Dioctyl sebacate
- Names: IUPAC name Bis(2-ethylhexyl) decanedioate

Identifiers
- CAS Number: 122-62-3;
- 3D model (JSmol): Interactive image;
- ChemSpider: 28959;
- ECHA InfoCard: 100.004.145
- PubChem CID: 31218;
- UNII: U9LS47Q72Q;
- CompTox Dashboard (EPA): DTXSID7025055 ;

Properties
- Chemical formula: C_{26}H_{50}O_{4}
- Molar mass: 426.682 g·mol^{−1}
- Density: 0.9 of water^{[vague]}
- Melting point: −48 °C (−54 °F; 225 K)
- Boiling point: 256 °C (493 °F; 529 K) at 0.7 kPa
- Solubility in water: none^{[vague]}
- Vapor pressure: 24 μPa at 37°C
- Hazards: Occupational safety and health (OHS/OSH):
- Main hazards: reacts with oxidants
- Flash point: 210 °C (410 °F; 483 K) open cup
- LD_{50} (median dose): 5 g/kg (rat, orally)

= Dioctyl sebacate =

Dioctyl sebacate (also di(2-ethylhexyl) sebacate, commonly abbreviated as DOS, DEHS, and BEHS) is an organic compound which is the diester of sebacic acid and 2-ethylhexanol.

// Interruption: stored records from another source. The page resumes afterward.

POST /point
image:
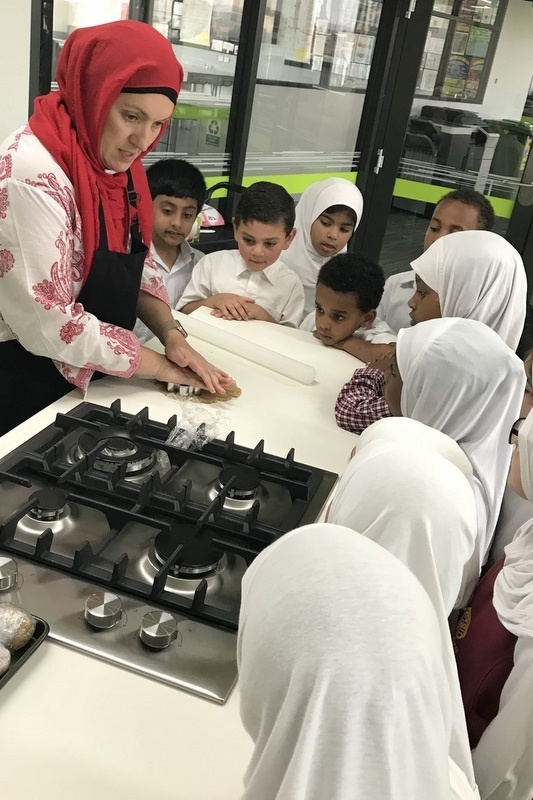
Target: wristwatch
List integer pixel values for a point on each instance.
(180, 328)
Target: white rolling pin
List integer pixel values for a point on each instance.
(303, 373)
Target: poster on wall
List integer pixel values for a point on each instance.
(478, 42)
(456, 75)
(303, 20)
(460, 38)
(474, 77)
(196, 22)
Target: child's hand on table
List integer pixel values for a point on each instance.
(230, 306)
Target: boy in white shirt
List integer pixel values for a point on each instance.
(348, 291)
(252, 282)
(178, 192)
(460, 210)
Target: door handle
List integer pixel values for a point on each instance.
(380, 160)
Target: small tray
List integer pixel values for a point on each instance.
(18, 658)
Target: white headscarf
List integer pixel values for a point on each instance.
(460, 378)
(415, 434)
(478, 275)
(513, 588)
(340, 673)
(301, 255)
(421, 509)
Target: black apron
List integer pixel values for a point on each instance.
(29, 383)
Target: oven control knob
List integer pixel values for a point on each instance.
(158, 629)
(103, 610)
(8, 573)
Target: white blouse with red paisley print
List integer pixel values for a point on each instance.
(41, 267)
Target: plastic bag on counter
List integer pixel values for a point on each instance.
(198, 426)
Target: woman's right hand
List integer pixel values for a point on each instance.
(155, 365)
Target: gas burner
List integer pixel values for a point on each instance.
(246, 487)
(245, 481)
(48, 504)
(198, 557)
(117, 446)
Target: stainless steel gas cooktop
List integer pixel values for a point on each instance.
(133, 549)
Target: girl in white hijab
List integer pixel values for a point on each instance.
(474, 275)
(412, 433)
(341, 677)
(422, 509)
(327, 214)
(503, 758)
(456, 375)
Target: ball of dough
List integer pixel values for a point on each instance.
(16, 626)
(5, 660)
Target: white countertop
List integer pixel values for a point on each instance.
(75, 727)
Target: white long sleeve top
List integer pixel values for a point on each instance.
(277, 288)
(41, 268)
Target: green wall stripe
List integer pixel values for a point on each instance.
(410, 190)
(184, 111)
(432, 193)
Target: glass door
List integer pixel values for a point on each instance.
(312, 76)
(205, 36)
(468, 125)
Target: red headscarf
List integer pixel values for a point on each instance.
(95, 66)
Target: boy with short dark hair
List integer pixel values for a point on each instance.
(178, 192)
(252, 282)
(348, 291)
(460, 210)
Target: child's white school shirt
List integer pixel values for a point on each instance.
(393, 307)
(377, 333)
(277, 289)
(176, 279)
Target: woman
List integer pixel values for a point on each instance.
(473, 275)
(420, 508)
(75, 223)
(340, 672)
(495, 652)
(327, 214)
(457, 375)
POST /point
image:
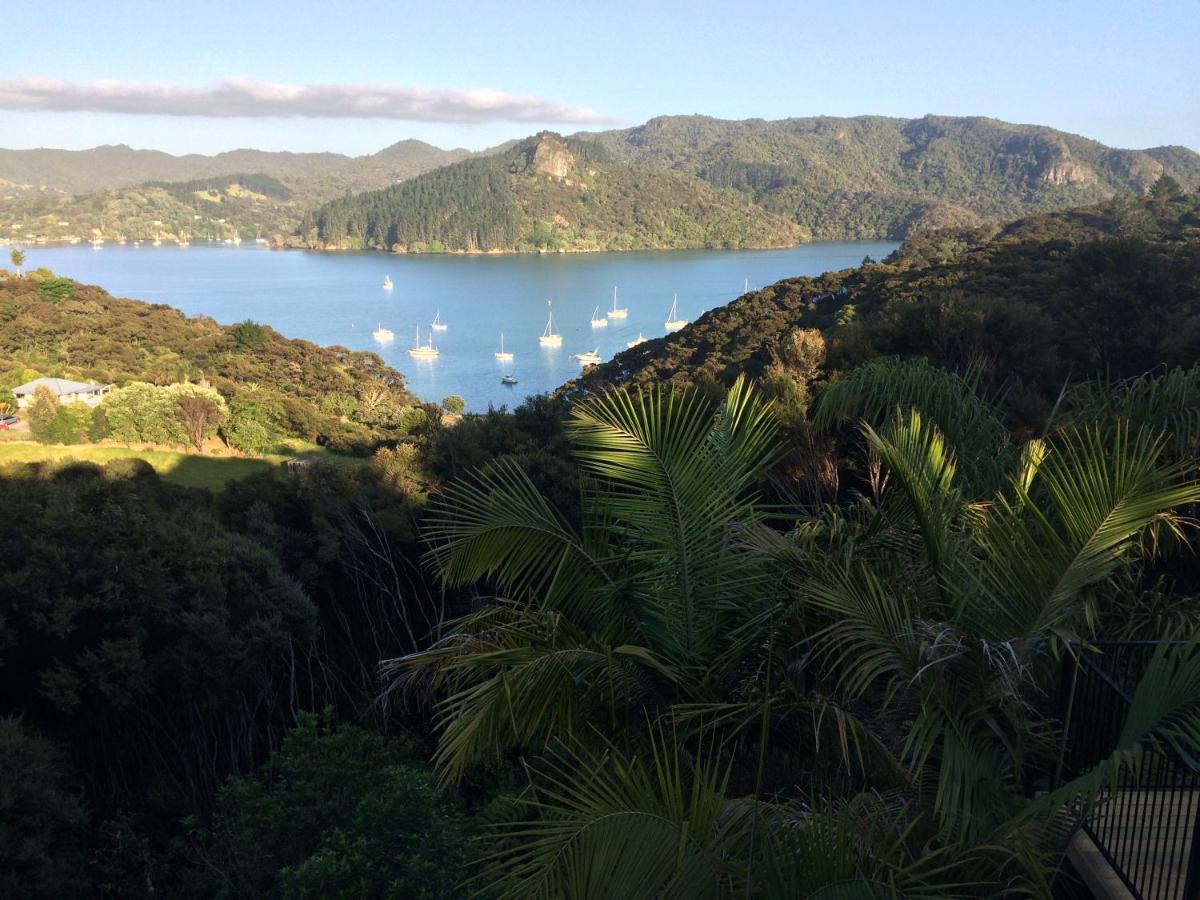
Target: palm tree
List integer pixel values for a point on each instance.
(622, 615)
(917, 633)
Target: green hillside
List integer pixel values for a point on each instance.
(118, 192)
(547, 193)
(873, 177)
(1107, 288)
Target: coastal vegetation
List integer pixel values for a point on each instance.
(1026, 309)
(675, 181)
(694, 181)
(180, 381)
(119, 193)
(546, 193)
(780, 605)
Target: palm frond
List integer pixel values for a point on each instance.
(520, 676)
(496, 525)
(1095, 499)
(971, 424)
(609, 825)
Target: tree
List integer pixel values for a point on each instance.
(918, 633)
(42, 412)
(382, 829)
(41, 819)
(612, 621)
(141, 412)
(198, 412)
(1165, 187)
(250, 335)
(256, 421)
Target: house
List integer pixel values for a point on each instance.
(67, 391)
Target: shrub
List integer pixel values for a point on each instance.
(57, 288)
(340, 405)
(42, 412)
(99, 429)
(256, 421)
(250, 335)
(139, 412)
(40, 817)
(196, 413)
(382, 828)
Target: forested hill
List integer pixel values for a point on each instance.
(108, 167)
(54, 327)
(547, 193)
(1107, 289)
(119, 193)
(874, 177)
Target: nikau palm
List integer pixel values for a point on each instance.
(903, 646)
(635, 609)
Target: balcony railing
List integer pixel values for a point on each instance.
(1146, 826)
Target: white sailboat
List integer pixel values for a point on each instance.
(549, 339)
(503, 355)
(617, 312)
(673, 322)
(423, 351)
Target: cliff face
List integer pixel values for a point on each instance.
(875, 177)
(550, 156)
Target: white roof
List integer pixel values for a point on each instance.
(59, 385)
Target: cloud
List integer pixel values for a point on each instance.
(246, 97)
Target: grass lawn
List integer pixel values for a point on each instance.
(189, 469)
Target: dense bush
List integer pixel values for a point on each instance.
(41, 817)
(337, 813)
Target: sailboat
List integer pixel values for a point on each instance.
(423, 351)
(502, 354)
(617, 312)
(549, 339)
(673, 322)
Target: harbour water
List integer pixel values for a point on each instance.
(340, 299)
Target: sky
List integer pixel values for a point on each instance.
(354, 77)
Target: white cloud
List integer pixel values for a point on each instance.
(246, 97)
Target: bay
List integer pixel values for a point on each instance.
(339, 299)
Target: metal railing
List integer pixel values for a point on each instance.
(1147, 827)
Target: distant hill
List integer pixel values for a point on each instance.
(547, 193)
(119, 166)
(675, 181)
(873, 177)
(127, 193)
(1111, 288)
(689, 181)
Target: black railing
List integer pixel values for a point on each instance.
(1147, 826)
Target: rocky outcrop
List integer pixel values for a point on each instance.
(551, 157)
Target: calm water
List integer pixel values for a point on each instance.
(337, 299)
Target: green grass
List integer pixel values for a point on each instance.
(186, 469)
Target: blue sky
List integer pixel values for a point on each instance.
(1127, 73)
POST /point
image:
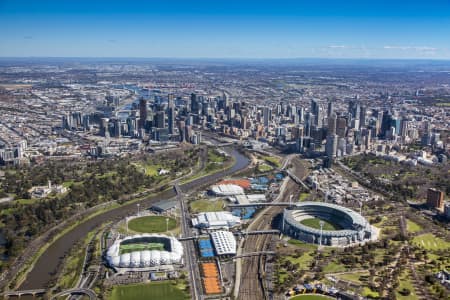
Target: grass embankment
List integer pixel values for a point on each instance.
(429, 241)
(264, 168)
(205, 205)
(21, 275)
(405, 289)
(356, 277)
(73, 263)
(310, 297)
(412, 227)
(367, 292)
(152, 224)
(216, 162)
(166, 290)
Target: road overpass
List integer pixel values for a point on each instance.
(261, 204)
(19, 294)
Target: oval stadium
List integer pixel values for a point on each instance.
(341, 226)
(144, 251)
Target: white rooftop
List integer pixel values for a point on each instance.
(224, 242)
(227, 189)
(219, 219)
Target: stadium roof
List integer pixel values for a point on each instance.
(227, 190)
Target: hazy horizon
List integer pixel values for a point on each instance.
(232, 30)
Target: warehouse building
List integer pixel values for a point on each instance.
(224, 242)
(216, 220)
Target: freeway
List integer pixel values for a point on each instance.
(190, 255)
(251, 277)
(48, 264)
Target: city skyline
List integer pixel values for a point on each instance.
(177, 29)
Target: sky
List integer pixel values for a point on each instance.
(375, 29)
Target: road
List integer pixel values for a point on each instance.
(250, 271)
(48, 264)
(190, 255)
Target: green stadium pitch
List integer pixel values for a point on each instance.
(315, 223)
(151, 224)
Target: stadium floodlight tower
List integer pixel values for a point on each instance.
(321, 223)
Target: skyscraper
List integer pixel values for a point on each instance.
(171, 119)
(160, 121)
(331, 145)
(332, 124)
(143, 113)
(266, 116)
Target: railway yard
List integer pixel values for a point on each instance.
(255, 279)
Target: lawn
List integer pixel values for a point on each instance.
(315, 223)
(367, 292)
(158, 290)
(304, 260)
(151, 224)
(274, 161)
(405, 283)
(430, 242)
(412, 227)
(302, 245)
(310, 297)
(354, 276)
(204, 205)
(215, 157)
(333, 267)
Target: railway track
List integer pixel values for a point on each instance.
(253, 282)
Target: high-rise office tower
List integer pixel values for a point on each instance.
(160, 119)
(171, 119)
(170, 100)
(330, 110)
(363, 116)
(266, 116)
(194, 104)
(143, 113)
(435, 198)
(314, 107)
(332, 123)
(331, 145)
(341, 127)
(386, 123)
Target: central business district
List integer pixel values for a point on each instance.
(140, 257)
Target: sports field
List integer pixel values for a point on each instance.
(141, 247)
(310, 297)
(158, 290)
(315, 223)
(430, 242)
(151, 224)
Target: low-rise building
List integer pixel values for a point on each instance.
(224, 242)
(216, 220)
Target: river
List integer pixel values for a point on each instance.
(49, 263)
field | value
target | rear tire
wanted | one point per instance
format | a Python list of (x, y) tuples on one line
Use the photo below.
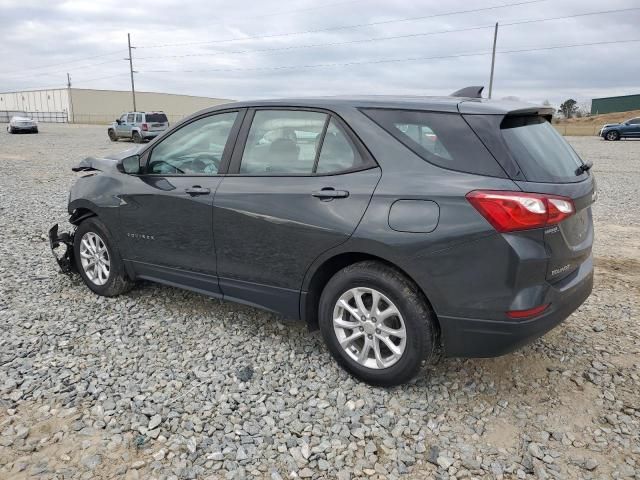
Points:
[(92, 242), (398, 344), (612, 136)]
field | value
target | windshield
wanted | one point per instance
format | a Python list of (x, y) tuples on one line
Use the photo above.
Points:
[(540, 151), (156, 117)]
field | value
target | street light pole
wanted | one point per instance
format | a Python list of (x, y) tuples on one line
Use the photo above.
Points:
[(133, 88), (493, 59)]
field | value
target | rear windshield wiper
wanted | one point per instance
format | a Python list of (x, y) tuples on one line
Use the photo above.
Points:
[(585, 167)]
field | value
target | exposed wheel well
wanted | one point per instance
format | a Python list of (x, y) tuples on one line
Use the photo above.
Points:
[(329, 268), (79, 214)]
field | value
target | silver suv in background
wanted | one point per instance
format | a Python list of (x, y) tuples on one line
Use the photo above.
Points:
[(138, 126)]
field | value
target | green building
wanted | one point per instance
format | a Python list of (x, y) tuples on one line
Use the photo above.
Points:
[(623, 103)]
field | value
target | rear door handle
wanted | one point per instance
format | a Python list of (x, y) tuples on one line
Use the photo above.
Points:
[(198, 190), (330, 193)]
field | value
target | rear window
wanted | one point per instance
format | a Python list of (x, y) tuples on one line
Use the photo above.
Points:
[(443, 139), (539, 150), (156, 117)]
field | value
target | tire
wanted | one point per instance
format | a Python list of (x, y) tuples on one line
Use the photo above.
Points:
[(116, 281), (612, 135), (370, 277)]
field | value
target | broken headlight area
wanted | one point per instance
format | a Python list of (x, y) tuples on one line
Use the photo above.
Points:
[(58, 241)]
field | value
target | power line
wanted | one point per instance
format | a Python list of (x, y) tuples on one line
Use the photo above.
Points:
[(51, 73), (64, 63), (391, 60), (60, 85), (346, 27), (378, 39)]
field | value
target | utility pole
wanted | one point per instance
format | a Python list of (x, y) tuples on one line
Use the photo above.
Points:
[(133, 88), (70, 99), (493, 58)]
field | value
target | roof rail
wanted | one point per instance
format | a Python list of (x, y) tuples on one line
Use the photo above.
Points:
[(469, 92)]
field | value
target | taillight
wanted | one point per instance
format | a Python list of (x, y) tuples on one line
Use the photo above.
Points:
[(511, 211), (531, 312)]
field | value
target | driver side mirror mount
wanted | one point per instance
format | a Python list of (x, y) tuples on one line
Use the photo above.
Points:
[(129, 165)]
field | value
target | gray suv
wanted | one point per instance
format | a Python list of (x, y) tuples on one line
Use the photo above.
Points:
[(138, 126), (400, 227)]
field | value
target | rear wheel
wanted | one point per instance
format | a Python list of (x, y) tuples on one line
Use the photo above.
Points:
[(98, 259), (612, 135), (376, 323)]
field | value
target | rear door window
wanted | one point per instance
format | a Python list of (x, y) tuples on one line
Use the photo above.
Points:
[(156, 118), (540, 151), (282, 142), (443, 139)]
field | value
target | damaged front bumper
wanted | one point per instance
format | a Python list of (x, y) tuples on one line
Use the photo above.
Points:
[(65, 259)]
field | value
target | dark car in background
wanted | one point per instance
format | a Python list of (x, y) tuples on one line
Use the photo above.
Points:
[(627, 129), (401, 227)]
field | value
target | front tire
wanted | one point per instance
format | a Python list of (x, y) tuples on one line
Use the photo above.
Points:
[(98, 259), (612, 136), (376, 323)]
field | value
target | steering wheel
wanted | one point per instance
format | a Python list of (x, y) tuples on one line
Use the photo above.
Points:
[(162, 162), (208, 159)]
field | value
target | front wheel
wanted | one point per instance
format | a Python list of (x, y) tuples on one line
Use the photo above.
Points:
[(98, 259), (376, 323), (613, 135)]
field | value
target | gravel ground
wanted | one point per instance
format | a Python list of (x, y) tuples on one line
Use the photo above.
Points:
[(162, 383)]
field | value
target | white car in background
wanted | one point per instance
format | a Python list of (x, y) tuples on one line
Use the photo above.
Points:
[(22, 124)]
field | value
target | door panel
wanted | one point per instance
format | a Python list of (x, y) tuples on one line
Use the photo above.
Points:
[(165, 225), (268, 230)]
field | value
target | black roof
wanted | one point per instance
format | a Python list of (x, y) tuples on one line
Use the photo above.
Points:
[(437, 104)]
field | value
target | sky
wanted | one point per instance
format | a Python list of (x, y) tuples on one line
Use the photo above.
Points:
[(248, 49)]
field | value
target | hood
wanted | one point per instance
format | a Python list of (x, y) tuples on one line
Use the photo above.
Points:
[(21, 119)]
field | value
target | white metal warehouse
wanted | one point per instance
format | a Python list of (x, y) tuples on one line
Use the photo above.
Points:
[(78, 105)]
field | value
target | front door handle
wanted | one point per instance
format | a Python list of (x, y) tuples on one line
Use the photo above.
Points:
[(329, 193), (197, 190)]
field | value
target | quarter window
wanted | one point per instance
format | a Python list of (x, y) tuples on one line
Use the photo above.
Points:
[(282, 142), (195, 149), (337, 152)]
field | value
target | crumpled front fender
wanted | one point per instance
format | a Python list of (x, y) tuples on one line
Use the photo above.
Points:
[(66, 259)]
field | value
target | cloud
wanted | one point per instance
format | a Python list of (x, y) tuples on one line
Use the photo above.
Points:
[(87, 38)]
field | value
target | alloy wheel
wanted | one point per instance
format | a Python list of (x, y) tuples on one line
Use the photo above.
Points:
[(94, 257), (369, 327)]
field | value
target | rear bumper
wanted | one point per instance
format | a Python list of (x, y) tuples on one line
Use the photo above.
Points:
[(466, 337), (19, 128)]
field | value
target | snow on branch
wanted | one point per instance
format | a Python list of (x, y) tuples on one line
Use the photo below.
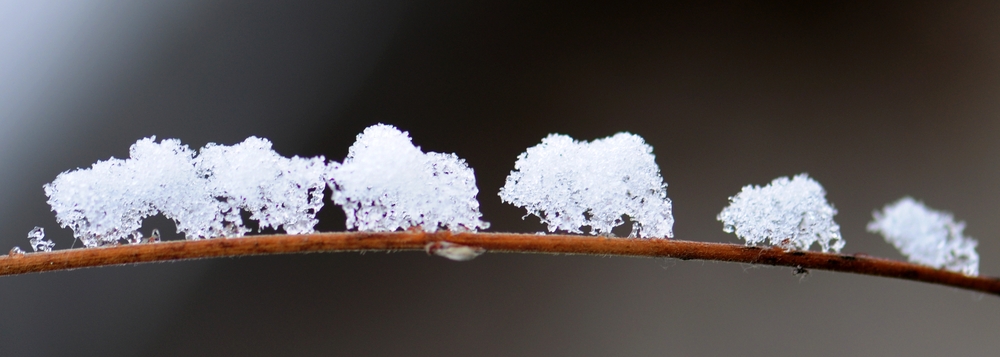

It is an oily colorless liquid and is used as a plasticizer, including in the explosive C-4. It has also found use in Dot 5 brake fluid, in ester-based engine oils and additives, as seed particle for particle image velocimetry (PIV) and as a model compound that forms stable aerosols.